Rakesh Kumar Sinha
Nanavati Hospital, India
Keynote: Surgery Curr Res
Bariatric surgery is emerging as a powerful weapon against severe obesity and type-2 diabetes mellitus. Diabetes mellitus is a chronic disorder that can alter carbohydrate, protein and fat metabolism. It is caused by absence of insulin secretion due to either the progressive or marked inability of the ?-Langerhans cells of pancreas to produce insulin, or due to defects in insulin uptake in the peripheral tissue. Diabetes mellitus is broadly classified under two categories which include type-1 and type-2 diabetes. The etiology of type-1 diabetes can be explained by damage to the pancreatic cells due to environmental or infectious agents. On the other hand, type-2 diabetes etiology can be described as a combination of low amount of insulin production from pancreatic ? cells and peripheral insulin resistance. Insulin resistance leads to elevated fatty acids in plasma causing decreased glucose transport into the muscle cells, as well as increased fat break down, subsequently leading to elevated hepatic glucose production. Anyone who is overweight and/or obese has some kind of insulin resistance, but diabetes only develops in those individuals who lack sufficient insulin secretion to match the degree of insulin resistance. Insulin in those people may be high yet it is not enough to normalize the level of glycaemia. Bariatric surgery, before used for treating only obesity, is now being explored as a cure of type-2 diabetes not only in obese patient but also moderately overweight patients. Rapid improvement in blood sugars and reduction or elimination diabetic medication is often seen within the immediate post-operative period following bariatric surgery, even before significant weight loss.

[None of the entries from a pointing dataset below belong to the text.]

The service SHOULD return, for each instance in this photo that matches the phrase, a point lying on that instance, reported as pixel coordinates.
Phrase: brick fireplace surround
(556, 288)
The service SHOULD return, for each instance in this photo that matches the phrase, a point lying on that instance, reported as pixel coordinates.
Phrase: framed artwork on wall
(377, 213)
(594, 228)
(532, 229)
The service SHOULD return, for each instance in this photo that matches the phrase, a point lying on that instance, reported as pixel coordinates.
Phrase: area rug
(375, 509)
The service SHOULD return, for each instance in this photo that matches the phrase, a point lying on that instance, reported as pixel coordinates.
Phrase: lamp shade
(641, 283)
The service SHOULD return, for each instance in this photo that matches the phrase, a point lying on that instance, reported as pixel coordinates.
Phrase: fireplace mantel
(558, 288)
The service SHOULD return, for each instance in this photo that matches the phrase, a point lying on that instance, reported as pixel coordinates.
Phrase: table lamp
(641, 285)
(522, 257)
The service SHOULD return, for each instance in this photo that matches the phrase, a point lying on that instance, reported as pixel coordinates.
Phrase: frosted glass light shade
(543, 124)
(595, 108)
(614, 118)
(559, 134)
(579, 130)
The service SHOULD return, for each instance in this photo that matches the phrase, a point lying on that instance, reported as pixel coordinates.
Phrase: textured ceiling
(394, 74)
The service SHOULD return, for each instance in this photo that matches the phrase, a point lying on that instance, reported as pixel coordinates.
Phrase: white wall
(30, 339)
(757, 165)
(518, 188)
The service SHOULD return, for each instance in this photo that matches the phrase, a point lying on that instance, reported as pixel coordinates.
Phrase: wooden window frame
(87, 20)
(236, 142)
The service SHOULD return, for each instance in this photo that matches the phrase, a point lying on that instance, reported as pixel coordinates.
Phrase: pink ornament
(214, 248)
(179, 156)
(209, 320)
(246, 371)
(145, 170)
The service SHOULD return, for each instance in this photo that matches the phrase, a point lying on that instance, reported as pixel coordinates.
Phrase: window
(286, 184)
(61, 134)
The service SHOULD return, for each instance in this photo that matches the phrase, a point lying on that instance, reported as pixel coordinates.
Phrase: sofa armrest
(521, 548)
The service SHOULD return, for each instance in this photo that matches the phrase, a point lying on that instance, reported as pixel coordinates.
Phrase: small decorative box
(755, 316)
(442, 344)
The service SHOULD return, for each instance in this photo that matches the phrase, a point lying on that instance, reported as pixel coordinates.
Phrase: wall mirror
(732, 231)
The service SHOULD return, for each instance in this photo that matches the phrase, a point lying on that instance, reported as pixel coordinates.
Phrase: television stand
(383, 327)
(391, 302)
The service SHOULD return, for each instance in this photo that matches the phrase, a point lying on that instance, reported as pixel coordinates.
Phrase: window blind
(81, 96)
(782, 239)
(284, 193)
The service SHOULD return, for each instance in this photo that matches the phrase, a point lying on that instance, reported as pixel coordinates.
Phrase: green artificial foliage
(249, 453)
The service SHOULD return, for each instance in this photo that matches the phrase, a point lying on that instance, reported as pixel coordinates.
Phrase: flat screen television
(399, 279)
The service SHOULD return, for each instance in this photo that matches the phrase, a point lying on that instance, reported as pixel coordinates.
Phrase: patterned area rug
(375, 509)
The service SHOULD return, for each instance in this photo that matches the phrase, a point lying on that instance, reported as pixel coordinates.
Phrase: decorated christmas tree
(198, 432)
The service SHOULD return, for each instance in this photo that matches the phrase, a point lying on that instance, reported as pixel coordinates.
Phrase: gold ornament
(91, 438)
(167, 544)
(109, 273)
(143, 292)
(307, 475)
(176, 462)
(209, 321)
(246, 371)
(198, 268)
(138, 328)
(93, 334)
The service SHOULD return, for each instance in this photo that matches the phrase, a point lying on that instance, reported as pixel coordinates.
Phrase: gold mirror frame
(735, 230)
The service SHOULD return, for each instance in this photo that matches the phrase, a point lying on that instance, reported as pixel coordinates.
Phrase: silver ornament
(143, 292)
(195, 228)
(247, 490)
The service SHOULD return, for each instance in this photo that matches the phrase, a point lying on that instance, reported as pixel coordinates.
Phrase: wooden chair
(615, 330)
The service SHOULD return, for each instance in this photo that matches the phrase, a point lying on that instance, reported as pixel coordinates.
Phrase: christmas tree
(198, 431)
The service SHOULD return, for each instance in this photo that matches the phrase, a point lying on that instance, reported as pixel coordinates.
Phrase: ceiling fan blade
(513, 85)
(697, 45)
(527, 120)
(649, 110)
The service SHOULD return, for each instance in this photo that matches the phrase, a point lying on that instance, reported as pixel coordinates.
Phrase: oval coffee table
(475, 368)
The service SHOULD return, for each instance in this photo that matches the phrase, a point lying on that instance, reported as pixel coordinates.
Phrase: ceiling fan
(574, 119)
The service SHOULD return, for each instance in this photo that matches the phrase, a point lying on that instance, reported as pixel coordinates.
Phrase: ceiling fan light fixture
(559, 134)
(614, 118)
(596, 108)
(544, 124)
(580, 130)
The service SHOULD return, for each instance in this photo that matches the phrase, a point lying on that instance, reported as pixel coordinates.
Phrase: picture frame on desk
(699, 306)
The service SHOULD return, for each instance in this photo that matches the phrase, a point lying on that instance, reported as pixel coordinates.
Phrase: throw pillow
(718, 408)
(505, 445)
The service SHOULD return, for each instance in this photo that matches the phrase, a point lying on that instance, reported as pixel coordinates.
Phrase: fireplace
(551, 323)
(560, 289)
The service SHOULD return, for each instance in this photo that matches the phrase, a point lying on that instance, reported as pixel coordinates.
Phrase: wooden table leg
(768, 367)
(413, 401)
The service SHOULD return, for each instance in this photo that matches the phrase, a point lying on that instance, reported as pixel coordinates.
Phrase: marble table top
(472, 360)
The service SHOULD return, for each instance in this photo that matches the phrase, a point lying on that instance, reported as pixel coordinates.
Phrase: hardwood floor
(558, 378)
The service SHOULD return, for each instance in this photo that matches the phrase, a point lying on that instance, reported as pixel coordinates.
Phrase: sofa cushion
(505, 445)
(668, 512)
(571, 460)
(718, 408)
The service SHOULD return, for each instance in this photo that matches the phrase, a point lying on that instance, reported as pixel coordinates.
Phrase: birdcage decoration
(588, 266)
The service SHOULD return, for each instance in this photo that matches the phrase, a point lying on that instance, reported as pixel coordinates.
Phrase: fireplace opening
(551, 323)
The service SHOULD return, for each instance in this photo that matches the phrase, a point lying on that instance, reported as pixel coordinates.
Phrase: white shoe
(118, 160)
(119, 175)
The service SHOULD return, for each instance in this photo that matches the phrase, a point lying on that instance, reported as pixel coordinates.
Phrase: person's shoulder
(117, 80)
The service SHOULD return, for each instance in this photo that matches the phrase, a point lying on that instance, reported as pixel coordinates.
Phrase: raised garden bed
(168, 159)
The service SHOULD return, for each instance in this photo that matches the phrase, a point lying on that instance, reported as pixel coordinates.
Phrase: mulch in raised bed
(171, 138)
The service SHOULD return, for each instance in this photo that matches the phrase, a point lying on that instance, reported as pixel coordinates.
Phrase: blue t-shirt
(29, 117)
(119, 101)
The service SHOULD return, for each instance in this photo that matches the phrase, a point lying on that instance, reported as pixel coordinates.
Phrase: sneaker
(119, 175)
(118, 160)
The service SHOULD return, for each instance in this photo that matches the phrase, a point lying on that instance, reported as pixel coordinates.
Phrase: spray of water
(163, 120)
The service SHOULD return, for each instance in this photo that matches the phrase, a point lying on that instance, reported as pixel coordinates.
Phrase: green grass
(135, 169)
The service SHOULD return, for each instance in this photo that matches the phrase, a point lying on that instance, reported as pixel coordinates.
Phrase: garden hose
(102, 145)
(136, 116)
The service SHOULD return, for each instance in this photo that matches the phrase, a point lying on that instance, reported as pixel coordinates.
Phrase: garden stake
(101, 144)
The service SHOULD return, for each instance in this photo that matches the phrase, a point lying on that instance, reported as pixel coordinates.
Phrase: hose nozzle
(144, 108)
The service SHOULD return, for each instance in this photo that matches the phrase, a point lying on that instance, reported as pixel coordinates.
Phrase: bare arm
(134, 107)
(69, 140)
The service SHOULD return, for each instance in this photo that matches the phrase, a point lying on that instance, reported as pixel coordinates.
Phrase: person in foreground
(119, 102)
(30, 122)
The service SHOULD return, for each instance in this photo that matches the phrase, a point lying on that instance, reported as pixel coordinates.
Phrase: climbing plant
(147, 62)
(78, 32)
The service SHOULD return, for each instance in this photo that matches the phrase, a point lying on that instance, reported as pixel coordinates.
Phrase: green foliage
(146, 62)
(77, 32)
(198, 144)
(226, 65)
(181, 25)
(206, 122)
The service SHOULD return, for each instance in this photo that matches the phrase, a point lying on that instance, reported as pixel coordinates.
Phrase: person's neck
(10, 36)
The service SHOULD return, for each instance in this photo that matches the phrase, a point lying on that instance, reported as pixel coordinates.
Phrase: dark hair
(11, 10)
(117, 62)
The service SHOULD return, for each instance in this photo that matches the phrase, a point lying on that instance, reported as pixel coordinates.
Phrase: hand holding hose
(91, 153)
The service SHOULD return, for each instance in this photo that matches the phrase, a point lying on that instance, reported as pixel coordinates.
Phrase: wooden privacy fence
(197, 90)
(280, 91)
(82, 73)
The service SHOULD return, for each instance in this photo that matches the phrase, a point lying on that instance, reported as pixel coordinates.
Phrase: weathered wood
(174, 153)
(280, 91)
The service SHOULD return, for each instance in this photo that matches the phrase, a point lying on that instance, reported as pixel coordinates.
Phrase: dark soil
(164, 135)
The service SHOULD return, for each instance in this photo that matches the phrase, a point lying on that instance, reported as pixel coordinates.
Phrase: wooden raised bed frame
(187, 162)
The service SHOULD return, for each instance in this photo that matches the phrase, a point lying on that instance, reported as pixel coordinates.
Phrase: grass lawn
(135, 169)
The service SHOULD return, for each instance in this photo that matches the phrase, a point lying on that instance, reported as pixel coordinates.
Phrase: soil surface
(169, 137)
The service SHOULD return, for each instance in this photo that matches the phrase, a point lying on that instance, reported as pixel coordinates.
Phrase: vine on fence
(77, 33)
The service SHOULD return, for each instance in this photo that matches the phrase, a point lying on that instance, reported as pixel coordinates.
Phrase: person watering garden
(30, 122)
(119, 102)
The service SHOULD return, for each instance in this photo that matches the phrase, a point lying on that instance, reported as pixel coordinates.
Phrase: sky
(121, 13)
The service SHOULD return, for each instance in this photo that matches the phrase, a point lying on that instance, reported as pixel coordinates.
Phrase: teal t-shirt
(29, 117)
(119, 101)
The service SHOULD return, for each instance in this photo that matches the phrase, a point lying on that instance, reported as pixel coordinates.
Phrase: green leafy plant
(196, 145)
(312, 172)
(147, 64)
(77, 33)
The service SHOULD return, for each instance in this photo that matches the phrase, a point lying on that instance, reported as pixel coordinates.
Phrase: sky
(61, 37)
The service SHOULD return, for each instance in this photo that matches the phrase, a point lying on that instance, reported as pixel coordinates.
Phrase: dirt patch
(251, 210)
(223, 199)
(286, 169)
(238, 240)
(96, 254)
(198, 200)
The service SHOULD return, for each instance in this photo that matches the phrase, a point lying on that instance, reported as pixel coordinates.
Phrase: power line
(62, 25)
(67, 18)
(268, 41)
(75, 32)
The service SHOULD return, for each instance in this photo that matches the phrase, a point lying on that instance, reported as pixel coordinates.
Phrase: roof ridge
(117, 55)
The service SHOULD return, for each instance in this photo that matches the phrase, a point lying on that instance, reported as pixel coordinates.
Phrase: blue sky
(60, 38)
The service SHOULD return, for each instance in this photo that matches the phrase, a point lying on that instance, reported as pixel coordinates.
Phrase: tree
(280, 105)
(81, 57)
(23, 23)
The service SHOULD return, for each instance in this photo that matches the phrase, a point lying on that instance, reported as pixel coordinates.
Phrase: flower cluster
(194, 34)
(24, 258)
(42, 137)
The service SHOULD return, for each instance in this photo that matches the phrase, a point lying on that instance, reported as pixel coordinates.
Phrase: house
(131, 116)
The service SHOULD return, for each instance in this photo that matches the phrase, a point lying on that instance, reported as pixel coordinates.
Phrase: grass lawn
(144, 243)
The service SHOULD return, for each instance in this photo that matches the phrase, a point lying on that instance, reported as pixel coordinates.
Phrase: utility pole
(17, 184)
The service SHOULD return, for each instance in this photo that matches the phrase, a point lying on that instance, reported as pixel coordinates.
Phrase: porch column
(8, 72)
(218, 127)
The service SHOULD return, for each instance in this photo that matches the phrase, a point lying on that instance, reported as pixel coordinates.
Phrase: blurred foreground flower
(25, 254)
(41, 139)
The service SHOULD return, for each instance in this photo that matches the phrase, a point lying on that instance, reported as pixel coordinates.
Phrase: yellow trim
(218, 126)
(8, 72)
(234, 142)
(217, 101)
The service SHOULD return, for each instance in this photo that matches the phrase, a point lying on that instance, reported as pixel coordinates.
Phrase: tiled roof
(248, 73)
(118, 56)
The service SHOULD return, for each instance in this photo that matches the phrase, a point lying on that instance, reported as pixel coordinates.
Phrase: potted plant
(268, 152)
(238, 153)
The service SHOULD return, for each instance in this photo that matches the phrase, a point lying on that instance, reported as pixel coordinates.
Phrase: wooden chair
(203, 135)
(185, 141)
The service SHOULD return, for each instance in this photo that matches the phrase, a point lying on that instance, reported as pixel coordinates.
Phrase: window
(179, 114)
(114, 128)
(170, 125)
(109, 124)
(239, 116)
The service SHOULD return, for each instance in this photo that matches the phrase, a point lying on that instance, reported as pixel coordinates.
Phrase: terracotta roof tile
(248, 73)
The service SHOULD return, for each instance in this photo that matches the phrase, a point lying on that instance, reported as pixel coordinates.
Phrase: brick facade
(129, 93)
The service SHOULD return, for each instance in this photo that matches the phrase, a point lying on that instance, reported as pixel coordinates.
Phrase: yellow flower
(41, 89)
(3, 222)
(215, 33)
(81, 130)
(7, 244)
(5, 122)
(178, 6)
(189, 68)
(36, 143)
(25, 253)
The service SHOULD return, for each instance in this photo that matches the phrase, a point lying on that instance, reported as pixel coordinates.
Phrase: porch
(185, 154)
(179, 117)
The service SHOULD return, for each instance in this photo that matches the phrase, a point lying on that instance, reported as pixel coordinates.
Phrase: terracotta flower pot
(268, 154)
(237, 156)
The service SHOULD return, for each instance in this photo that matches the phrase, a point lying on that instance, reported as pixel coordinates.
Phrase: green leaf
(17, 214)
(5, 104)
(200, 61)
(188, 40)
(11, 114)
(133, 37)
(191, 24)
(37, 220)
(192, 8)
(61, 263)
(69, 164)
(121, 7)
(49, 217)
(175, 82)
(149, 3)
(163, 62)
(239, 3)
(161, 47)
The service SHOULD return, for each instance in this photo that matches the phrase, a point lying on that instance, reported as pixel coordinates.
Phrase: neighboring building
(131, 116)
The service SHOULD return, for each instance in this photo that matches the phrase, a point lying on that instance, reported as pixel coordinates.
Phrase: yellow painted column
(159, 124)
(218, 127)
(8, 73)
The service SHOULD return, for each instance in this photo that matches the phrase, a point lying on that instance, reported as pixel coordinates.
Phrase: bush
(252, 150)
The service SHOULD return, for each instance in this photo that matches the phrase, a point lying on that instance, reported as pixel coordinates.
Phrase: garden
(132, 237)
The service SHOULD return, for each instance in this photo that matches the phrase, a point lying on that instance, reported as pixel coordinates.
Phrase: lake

Potential mechanisms of diabetes remission following bariatric surgery can be due to decreased calorie intake and weight loss, changes in gut physiology, improved pancreatic beta cell functions, hepatic and peripheral insulin sensitivity, altered bile acid metabolism and changes in gut microbiota. Several randomized controlled trials of type-2 diabetes remission after bariatric surgery versus medical therapy have shown good control of diabetes mellitus following bariatric surgery.
Rakesh Kumar Sinha is a senior Laparoscopic and Bariatric surgeon at Nanavati Hospital and Criticare Hospital, Mumbai, India, with a special interest in advanced laparoscopic surgery including bariatric and hernia repair. He has received his MS degree (General Surgery) from Grant Medical College Mumbai in the year 2000. He has received training in Advanced Laparoscopic Surgery and Bariatric Surgery from Stanford Medical School, USA in 2009 and special Single Port Laparoscopic Surgery at The Royal Surrey County Hospital, UK in 2010. He is also trained in Robotic surgery from Intuitive Surgical, California. He is a Fellow of International College of Surgeons (FICS) and Indian Association of Gastrointestinal Endo-Surgeons (FIAGES). He is also a faculty at Obesity and Metabolic Surgeons Society of India (OSSI) and Member of International Federation for Surgery of Obesity and Metabolic Diseases (IFSO).